In allen Umfragen zur Landtagswahl (1. September) ist die Partei stärkste Kraft. Rechtsaußen Björn Höcke (52) steht auf Platz 1 der AfD-Landesliste. Doch das ist keine Garantie für einen Platz im Landtag!

Grund: Diese Hackordnung spielt keine Rolle, wenn die AfD mit ihren Direktkandidaten (Erststimmen) mehr Wahlkreise gewinnt, als ihr nach dem Zweitstimmen-Ergebnis zustehen.

Und zwar: 44 der 88 Sitze im Landtag sind für die 44 Wahlkreis-Gewinner (Erststimme) reserviert. Sollten die aktuellen Umfragen (AfD bei 30 Prozent) richtig liegen, bekommt die AfD 29 Sitze. Gewinnen mindestens genauso viele AfD-Direktkandidaten ihren Wahlkreis, weil ihre Wähler aus Überzeugung beide Kreuze bei der AfD machen, wäre kein Platz mehr für die Partei-Häuptlinge von der Landesliste.

Dann fliegt Höcke aus dem Landtag, wenn er seinen eigenen Wahlkreis nicht gewinnt!

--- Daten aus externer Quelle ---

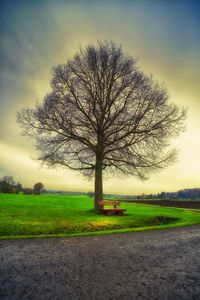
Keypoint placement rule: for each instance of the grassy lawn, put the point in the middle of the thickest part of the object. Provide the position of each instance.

Politik-Wissenschaftler Oliver W. Lembcke (55) von der Uni Bochum (früher Uni Jena): „Dieses Szenario zu verhindern, wird für Höcke kein Selbstläufer. Seine Zustimmungswerte sind viel niedriger als die seiner Partei. Er hält die AfD als Lautstärker bekannt, ist aber in deren Wählerschaft kein unumstrittenes Zugpferd.“

Denkbar sei auch eine parteiübergreifende Anti-Höcke-Mobilisierung in seinem Wahlkreis, um ihn gemeinsam zu verhindern.

Bereits 2014 und 2019 verlor Höcke im Wahlkreis Eichsfeld I gegen die CDU. Im März suchte er sich vermeintlich leichtere Gegner und wechselte in den Wahlkreis Greiz II – 250 Kilometer entfernt von seinem Wohnort Bornhagen. Seine Partei sprach von „wahltaktischen Überlegungen“.

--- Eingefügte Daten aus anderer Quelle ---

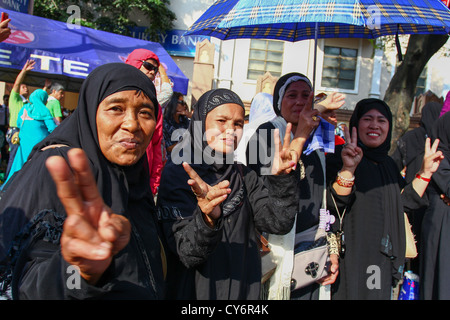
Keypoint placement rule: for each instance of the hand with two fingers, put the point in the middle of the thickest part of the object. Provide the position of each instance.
(208, 197)
(431, 158)
(92, 234)
(351, 154)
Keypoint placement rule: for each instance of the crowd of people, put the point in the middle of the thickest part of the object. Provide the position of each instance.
(150, 199)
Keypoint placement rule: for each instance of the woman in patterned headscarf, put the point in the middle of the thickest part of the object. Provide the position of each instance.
(210, 208)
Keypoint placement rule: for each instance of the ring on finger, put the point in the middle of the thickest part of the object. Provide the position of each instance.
(197, 194)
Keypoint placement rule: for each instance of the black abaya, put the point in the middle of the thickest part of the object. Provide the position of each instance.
(41, 272)
(434, 245)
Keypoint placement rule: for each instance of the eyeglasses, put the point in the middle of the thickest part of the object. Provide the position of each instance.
(149, 66)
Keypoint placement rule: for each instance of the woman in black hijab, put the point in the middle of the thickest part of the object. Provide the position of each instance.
(371, 198)
(434, 244)
(409, 155)
(210, 210)
(113, 124)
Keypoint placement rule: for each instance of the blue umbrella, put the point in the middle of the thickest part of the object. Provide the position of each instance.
(294, 20)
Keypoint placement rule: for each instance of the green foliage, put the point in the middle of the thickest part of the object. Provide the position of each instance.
(111, 15)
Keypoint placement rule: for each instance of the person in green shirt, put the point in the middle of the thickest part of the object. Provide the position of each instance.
(19, 94)
(53, 103)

Problem für Höcke: Auch der neue Wahlkreis ist seit 34 Jahren in CDU-Hand und Heimat von Knallhart-Landrätin Martina Schweinsburg, die mit Deutschlands 1. Bezahlkarte für Flüchtlinge bundesweit für Schlagzeilen sorgte. Höckes Gegner ist Platzhirsch Christian Tischner (43), der die AfD bereits zweimal schlagen konnte. Der Ex-Gymnasiallehrer ist Vize-Chef und Bildungs-Experte der CDU-Landtagsfraktion.

Was wäre die Lösung? Höcke müsste Parteifreunden, die ihren Wahlkreis gewonnen haben, zum Verzicht auf ihr Landtagsmandat drängen, um seinen Listenplatz geltend machen zu können.

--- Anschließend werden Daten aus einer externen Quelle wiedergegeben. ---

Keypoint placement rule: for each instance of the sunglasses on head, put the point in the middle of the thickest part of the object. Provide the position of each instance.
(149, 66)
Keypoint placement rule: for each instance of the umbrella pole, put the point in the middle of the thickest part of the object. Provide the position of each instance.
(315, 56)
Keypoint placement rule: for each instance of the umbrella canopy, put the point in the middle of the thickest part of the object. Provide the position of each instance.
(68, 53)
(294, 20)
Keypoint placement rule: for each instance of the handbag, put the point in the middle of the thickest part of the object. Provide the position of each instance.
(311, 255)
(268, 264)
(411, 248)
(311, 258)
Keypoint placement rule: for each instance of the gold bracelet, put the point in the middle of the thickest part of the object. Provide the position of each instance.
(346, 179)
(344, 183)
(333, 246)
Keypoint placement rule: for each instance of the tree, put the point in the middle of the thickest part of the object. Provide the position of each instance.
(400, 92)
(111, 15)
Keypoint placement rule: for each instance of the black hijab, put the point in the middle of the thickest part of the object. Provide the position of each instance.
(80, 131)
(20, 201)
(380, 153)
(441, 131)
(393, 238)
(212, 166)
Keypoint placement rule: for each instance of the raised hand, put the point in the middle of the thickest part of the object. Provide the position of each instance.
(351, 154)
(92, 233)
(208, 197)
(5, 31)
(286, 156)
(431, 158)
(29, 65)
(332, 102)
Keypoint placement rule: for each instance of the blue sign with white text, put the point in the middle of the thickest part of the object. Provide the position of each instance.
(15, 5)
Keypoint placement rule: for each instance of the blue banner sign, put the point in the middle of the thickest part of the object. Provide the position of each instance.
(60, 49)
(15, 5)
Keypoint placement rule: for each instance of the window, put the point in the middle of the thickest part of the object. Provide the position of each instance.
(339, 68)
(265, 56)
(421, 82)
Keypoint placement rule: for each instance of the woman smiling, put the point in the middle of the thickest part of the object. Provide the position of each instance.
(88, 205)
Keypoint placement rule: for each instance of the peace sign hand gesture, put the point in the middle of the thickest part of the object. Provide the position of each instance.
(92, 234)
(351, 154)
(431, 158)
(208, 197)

Für diese Angst vor den Erststimmen spricht, dass Höcke schon in zwei Wahlkreisen keinen AfD-Vertreter antreten lässt, obwohl es Kandidaten gegeben hätte. Laut Kreiswahlausschuss war deren Bewerbung ungültig, weil die Unterschriften vom Landesverband fehlten – laut Höcke angeblich „Formfehler“.

Zwar könnte Höcke auch ohne Landtagsmandat Ministerpräsident werden. Allerdings gilt das als ausgeschlossen, weil ihn keine andere Partei unterstützen will.